Harvard Professor, behavioral scientist and author

Todd Rogers is an American academic, behavioral scientist, entrepreneur and author. He is the Weatherhead Professor of Public policy at the Harvard Kennedy School. He is the co-founder of the Analyst Institute and EveryDay Labs (formerly InClass Today). At the Harvard Kennedy School, he is faculty director of the Behavioral Insights Group and the founding director of the Fandom and Social Connection Initiative at Harvard Kennedy School. He is also an academic advisor at the UK's Behavioral Insights Team and a Senior Researcher at ideas42.
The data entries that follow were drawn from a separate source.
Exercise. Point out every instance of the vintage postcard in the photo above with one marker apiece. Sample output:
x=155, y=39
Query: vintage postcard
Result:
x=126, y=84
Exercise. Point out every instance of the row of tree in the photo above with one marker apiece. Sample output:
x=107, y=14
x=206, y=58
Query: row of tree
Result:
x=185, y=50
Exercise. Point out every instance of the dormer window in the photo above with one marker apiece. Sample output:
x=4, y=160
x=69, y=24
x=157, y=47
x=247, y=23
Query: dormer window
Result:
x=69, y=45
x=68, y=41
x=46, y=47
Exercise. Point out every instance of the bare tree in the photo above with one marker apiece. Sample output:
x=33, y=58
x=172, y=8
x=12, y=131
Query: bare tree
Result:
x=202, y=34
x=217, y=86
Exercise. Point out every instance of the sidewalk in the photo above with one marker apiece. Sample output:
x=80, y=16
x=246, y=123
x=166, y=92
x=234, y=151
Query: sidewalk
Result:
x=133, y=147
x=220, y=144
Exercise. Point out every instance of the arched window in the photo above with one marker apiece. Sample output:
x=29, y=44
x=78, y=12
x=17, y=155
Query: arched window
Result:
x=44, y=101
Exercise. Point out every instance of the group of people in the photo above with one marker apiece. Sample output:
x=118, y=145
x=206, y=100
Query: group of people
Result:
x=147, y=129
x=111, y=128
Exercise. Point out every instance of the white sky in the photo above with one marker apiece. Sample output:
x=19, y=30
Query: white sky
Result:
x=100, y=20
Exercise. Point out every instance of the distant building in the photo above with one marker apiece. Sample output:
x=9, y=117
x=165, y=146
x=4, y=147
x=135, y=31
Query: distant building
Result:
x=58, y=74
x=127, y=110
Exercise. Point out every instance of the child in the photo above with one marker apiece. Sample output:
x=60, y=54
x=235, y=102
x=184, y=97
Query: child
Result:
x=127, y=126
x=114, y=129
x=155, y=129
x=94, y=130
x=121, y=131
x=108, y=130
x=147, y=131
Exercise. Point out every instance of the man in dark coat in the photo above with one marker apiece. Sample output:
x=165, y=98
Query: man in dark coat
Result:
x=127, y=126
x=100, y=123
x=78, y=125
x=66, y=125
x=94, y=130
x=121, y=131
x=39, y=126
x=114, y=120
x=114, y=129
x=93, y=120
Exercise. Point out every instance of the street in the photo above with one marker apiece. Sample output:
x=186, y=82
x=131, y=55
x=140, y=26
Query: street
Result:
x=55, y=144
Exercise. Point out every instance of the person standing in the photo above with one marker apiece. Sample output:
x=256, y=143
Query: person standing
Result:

==Early life and education==
Rogers attended Williams College in Williamstown, Massachusetts, and graduated with a double major in Religion and Psychology. He went on to Harvard University where he received an M.A. in Social psychology in 2005. In 2008, he received a Ph.D. in Organizational behavior from Harvard Business School.

==Education research==
Rogers's research applies behavioral science insights and methods to understand important social challenges and to develop interventions to mitigate them. His current research focuses on interventions to help people maintain and strengthen social connections, with a special focus on sports fandom as a vehicle for making friends

Rogers's academic work has been published in Science (journal), Proceedings of the National Academy of Sciences of the United States of America, American Economic Review, Psychological Science, Management Science (journal), and others. He is regularly cited in popular media including: The New York Times, The Washington Post, Time (magazine), Harvard Business Review, and others.

==Career==
Rogers is the Director of the Social Connection and Sports Fandom Initiative at Harvard University. Rogers is the co-founder and chief scientist at EveryDay Labs, an organization which seeks to improve student outcomes through behavioral science interventions. EveryDay Labs is best known for scaling absence-reducing interventions proven to reduce the rate of chronic absenteeism by 10-15% in a K–12 setting.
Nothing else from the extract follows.